The box, with top attached. It is now a much warmer golden brown color, with a somewhat glossy sheen. The side most directly facing the camera has a bright shimmer thoroughout.
Likely coat number seven, going by the timestamp on the image. Look at the shimmer in that maple.

I returned to one of my favorite finishes for this project - Birchwood Casey Tru-Oil. It's what I used on the guitar I built, and it produced a lovely, lustrous finish. Add in that Tru-Oil is also known as "gun stock finish", and that Dad is who taught me how to shoot, and I couldn't resist. I applied twelve coats. That got me right to the point where the finish shined, but I hadn't lost all of the texture of the wood. Perfect.

I'm writing and sharing this because I like to write up and share my projects. But I also want to share what I learned with any woodworker who might be thinking about attempting this themselves. If that's you, then I want to say that I really think you should do it. It's exactly as special of a gesture as you expect it is. If you can build a decent box, you can build a decent urn. Your construction doesn't even have to be either perfect or fast. A crematorium will provide the ashes to you in a temporary container. The container we received was a rigid plastic box, inside of which was a thick plastic bag containing the ashes. I took a lot of care to make sure this urn was fully sealed, without gaps in any joint, expecting to need to pour the ashes in. When I saw the bag, I lifted it out of the plastic box and placed it directly into the wooden one. Now, even if a gap were to develop somewhere - from humidity shrinkage, or from a drop or other physical shock - the ashes will still be well-contained.

The one piece I didn't make myself was a brass nameplate. I'm not an engraver. Unfortunately, I wasn't absolutely sure of the year until the opening day of Holy Week in Wisconsin, better known as the gun-deer hunting season. With every trophy-maker either out in a blind themselves, or preparing to mount antlers for everyone else, my emailed inquiry went unanswered. Some fine crafter from Idaho fulfilled my Etsy order just as well.

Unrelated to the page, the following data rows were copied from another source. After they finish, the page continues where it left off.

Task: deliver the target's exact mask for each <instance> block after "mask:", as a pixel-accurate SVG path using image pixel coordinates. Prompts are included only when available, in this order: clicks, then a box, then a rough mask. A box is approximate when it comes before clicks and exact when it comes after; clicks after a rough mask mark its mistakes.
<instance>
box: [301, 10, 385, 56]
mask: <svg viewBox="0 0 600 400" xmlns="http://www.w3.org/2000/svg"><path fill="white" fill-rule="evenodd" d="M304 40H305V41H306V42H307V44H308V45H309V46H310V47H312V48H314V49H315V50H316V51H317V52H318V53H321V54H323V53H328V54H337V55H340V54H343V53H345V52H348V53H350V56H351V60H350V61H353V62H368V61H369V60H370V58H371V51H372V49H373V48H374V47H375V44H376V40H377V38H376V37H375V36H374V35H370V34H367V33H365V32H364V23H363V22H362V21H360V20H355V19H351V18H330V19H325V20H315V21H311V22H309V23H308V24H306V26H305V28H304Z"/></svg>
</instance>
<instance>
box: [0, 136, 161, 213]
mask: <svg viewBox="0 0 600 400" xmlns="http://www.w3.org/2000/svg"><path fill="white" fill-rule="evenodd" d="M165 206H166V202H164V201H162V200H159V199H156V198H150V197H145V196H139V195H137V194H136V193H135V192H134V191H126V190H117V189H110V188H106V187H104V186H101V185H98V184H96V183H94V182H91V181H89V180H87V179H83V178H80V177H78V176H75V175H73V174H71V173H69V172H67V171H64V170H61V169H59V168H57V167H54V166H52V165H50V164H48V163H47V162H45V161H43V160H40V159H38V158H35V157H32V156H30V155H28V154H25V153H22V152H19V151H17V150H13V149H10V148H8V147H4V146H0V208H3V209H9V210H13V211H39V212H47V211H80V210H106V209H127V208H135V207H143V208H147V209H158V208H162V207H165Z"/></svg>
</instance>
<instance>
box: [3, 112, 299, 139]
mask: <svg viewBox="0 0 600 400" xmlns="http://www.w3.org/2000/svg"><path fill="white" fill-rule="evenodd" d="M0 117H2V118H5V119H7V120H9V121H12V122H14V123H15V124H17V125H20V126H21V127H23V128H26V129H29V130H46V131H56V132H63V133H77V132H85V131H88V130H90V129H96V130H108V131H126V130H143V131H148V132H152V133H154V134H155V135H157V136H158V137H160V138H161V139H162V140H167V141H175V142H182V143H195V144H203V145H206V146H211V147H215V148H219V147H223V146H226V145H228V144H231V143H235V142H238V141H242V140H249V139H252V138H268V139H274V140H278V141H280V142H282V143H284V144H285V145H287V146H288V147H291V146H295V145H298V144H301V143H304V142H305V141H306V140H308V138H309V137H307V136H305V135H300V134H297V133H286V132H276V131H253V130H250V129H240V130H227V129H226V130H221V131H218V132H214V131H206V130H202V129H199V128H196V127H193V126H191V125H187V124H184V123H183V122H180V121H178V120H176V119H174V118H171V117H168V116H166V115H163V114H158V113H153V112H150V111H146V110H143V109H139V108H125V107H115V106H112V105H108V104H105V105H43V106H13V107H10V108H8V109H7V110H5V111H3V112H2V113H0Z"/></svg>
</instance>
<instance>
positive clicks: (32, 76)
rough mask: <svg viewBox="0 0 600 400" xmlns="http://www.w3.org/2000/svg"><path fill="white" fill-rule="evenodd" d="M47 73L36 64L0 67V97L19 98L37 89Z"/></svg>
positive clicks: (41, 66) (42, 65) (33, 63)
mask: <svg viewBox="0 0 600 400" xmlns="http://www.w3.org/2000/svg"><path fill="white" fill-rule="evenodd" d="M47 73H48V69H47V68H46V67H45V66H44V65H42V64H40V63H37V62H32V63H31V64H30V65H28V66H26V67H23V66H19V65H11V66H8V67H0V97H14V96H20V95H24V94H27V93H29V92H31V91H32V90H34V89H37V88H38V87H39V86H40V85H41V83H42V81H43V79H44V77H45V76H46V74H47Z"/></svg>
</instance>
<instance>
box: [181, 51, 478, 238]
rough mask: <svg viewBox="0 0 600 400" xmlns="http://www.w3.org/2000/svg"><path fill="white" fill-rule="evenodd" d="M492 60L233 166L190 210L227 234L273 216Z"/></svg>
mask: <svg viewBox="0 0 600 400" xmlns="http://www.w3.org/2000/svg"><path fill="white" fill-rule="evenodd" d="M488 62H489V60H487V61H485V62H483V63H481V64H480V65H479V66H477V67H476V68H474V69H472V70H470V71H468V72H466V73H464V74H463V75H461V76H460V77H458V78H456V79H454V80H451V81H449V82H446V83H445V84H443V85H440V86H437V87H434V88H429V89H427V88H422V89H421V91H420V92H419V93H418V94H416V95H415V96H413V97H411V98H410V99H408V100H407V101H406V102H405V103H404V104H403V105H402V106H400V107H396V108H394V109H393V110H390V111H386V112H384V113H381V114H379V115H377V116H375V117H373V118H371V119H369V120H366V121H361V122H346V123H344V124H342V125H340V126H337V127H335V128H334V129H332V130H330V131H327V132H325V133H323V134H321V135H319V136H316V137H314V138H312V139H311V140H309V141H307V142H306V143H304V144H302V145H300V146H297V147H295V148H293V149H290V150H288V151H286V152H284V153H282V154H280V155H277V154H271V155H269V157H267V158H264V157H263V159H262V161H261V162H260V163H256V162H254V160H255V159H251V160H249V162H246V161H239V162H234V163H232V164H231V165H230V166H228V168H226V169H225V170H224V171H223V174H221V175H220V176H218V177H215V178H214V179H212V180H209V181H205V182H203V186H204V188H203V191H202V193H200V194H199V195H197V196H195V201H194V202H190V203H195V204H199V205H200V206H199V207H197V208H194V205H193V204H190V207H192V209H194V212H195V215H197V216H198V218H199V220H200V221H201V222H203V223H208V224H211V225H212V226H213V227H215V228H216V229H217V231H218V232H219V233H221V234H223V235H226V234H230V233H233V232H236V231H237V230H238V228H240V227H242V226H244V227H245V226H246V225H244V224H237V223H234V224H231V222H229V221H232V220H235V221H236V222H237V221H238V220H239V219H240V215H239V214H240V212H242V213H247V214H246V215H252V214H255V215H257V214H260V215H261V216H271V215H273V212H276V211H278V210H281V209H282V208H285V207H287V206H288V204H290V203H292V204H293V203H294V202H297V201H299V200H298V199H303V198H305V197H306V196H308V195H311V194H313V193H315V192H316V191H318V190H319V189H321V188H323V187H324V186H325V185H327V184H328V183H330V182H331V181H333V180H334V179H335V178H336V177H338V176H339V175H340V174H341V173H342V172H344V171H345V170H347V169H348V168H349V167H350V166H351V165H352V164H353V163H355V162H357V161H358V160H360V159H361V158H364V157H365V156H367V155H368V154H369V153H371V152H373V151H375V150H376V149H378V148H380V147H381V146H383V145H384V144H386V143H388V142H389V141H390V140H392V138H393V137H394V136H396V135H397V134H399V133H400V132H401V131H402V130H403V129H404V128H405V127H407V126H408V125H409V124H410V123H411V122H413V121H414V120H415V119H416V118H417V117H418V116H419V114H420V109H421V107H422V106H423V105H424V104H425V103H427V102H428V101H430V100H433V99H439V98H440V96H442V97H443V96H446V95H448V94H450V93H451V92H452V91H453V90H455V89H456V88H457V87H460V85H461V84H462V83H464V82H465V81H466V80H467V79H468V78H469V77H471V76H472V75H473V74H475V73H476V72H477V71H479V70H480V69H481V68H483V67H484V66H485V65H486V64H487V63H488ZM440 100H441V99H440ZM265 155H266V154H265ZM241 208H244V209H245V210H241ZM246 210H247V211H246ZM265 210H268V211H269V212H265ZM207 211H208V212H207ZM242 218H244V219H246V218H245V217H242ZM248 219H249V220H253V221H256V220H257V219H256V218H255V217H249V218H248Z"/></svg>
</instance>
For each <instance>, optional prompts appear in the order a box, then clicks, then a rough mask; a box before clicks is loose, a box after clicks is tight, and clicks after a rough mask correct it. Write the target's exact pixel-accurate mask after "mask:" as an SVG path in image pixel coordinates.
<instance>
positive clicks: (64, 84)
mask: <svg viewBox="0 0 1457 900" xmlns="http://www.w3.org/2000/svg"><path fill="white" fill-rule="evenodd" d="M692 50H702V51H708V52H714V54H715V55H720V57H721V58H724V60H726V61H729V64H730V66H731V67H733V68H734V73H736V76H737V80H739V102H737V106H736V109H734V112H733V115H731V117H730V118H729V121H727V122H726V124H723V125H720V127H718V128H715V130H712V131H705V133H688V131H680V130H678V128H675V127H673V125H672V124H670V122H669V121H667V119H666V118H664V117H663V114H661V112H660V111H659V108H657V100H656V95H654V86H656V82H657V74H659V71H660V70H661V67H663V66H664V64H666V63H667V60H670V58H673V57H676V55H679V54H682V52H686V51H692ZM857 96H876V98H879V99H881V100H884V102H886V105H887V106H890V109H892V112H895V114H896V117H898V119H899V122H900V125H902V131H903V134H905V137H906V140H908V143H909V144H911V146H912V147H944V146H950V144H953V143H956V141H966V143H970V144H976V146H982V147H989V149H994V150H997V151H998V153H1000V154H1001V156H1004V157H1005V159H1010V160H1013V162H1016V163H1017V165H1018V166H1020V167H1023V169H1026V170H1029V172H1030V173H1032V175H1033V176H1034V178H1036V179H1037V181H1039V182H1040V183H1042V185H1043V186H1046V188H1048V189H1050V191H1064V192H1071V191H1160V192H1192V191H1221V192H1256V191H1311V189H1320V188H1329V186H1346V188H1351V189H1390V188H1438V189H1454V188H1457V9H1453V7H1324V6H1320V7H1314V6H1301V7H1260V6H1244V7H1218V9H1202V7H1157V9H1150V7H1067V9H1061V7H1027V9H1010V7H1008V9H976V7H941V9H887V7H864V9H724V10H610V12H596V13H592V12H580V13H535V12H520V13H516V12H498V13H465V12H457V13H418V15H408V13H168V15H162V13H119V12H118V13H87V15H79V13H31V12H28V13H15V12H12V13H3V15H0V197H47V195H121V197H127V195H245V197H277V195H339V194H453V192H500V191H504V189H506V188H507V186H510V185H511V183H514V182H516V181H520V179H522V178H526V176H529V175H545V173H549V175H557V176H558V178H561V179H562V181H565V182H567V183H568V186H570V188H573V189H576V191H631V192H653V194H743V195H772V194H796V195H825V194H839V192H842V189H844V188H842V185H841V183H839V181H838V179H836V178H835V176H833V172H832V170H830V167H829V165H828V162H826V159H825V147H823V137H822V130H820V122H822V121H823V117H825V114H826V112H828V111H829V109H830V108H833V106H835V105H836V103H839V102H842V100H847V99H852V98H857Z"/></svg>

A close-up of two sides of the box shows some dark discoloration winding through the grain.
A “defect” in the grain adds a veil/smoke effect.
A closeup of the beveled edge around the top of the box. Ray flake sparkles in the light.
Chatoyancy rings the lid.

I am truly happy with how this project turned out. It's a "plain" box from far away. But when you get close, you see elaborate detail in the grain everywhere. Some trauma in the tree's life left it with a dark streak that gives the effect of a bit of black veil in the wind, or a waft of smoke. Beveling the upper edge to meet the top revealed a glittering streak of chatoyancy - Dad's halo. This was a project I really wanted to do, despite not wanting to have to do it. It had the same moments other projects have, where I wasn't sure if what I was going to try would work. Seeing it turn out so well was a bit of joy in an otherwise sad time.

Rest in peace, Dad.

The urn sitting on a table covered with a dark red cloth. The glare off the top is only broked by the brass nameplate.
Finished, sealed, outside briefly for final photography.
Two men, one a bit older and one a bit younger, in nice button-up shirts, with a platter of tea snacks in front of them.
The two of us, dressed up for tea with our wives.